# Assign #33: Time



## Corry (Dec 12, 2005)

This weeks assignment is "Time".  This one can be interpereted a broad range of ways, so it should be interesting.  It can be something showing the passing of time, displaying time, or whatever else you can think of! You have until next monday, when another assignment will be posted.  

Remember, this is an assignment for *NEW PHOTOS ONLY* that are taken for the assignment!
If you are not familiar with the Assignment of the Week, please take a moment to read our  Rules and FAQ's. 


Have fun!

If you have a photo that would fit this theme, but you took it before the assignment was given, you can post them in our Exposing Time theme thread, or our Time theme thread. THANK YOU!


----------



## bethany138 (Dec 13, 2005)

Does this count?  Figured it represented the feeling of time when you are stuck in a car for hours.


----------



## Corry (Dec 13, 2005)

As long as it was taken last night, for this assignment, it certainly does count! I'd like to see lots of different representations of 'time'!


----------



## Pax (Dec 13, 2005)

I racked my mind on the time theme and here is what I came up with. 

#1 "Time gone by" 
This is me holding a picture of myself from 20something years ago.





#2 "One second in time"
An ornament spinning while the star in the background stands still.





#3 "Time eating candle" 
A candle next to an angel (- unfortunately the light dominates the picture too much)





#4 "How long does it take to light a candle" 
My wife lighting a candle, taken with multipicture mode (thus the lack of sharpness).

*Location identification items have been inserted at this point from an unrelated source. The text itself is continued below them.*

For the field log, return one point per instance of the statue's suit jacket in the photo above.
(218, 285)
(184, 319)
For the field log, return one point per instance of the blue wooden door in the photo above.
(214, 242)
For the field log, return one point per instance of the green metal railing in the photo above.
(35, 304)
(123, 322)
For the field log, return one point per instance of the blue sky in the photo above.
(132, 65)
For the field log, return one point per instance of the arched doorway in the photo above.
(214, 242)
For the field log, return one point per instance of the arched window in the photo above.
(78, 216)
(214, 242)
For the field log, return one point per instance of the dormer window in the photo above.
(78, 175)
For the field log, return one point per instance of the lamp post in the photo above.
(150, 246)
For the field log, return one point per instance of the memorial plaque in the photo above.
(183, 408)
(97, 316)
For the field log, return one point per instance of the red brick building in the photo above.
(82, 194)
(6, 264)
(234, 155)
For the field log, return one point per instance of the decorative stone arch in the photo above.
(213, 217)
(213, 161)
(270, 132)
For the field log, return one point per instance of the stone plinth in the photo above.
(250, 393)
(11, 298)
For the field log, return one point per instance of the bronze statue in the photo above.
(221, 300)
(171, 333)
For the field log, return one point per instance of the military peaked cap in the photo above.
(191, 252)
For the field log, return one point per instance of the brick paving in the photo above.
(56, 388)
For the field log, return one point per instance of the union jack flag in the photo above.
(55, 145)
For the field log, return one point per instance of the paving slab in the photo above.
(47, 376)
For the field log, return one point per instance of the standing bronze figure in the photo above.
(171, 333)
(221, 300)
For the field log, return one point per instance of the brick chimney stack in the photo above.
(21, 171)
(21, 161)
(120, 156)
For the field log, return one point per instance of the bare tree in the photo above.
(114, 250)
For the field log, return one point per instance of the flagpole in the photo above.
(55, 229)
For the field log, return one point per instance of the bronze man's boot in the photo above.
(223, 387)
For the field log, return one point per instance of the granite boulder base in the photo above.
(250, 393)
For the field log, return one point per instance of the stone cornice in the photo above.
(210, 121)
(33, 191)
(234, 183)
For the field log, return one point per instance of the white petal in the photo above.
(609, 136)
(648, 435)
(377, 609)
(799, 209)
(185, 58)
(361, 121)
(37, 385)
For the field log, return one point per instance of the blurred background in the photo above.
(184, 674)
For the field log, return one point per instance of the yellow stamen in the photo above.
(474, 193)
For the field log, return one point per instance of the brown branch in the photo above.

It's the 3rd, 6th and 9th picture of the series. 





All of those were taken either yesterday or today, and I hope I met all the other requirements as well.


----------



## Corry (Dec 13, 2005)

They most surely do!!!! I like the wide array of interperatations!!! You have exposure TIME with the ornament one...you are showing time with the young you and the present you...and the last two series are time progression...nice job!


----------



## PlasticSpanner (Dec 13, 2005)

I love how #1 shows the present you in B&W and the past you in colour!

Kind of like you moving forward and the photograph moving backward in time!:thumbup:


----------



## thebeginning (Dec 15, 2005)

here's my go:

'can we unlock time?'


----------



## Riano (Dec 15, 2005)

here we go  i call it - Distorted Time, because of the numbers.. they are weird..


----------



## PlasticSpanner (Dec 15, 2005)

The "magic" I see in the darkroom!


----------



## Peanuts (Dec 15, 2005)

Awww.. 2 days too late!  Already posted mine on another thread. 

Great photos everyone


----------



## PlasticSpanner (Dec 16, 2005)

I've got to try a candle one! 

Can anyone give me some pointers & tips where to start, lighting and exposure please? :thumbup:


----------



## Pax (Dec 20, 2005)

PlasticSpanner said:
			
		

> I've got to try a candle one!
> 
> Can anyone give me some pointers & tips where to start, lighting and exposure please? :thumbup:


 
I wish the candle hadn't been my only source of light. A tiny little other lightsource would have made that angel stand out more. That's what I have learned. Sorry that this is the only advice I can offer.


----------



## mcoppadge (Dec 20, 2005)

Hope it's not too late...(photo edit from first post).


----------



## Jeff Canes (Sep 19, 2007)

bump


----------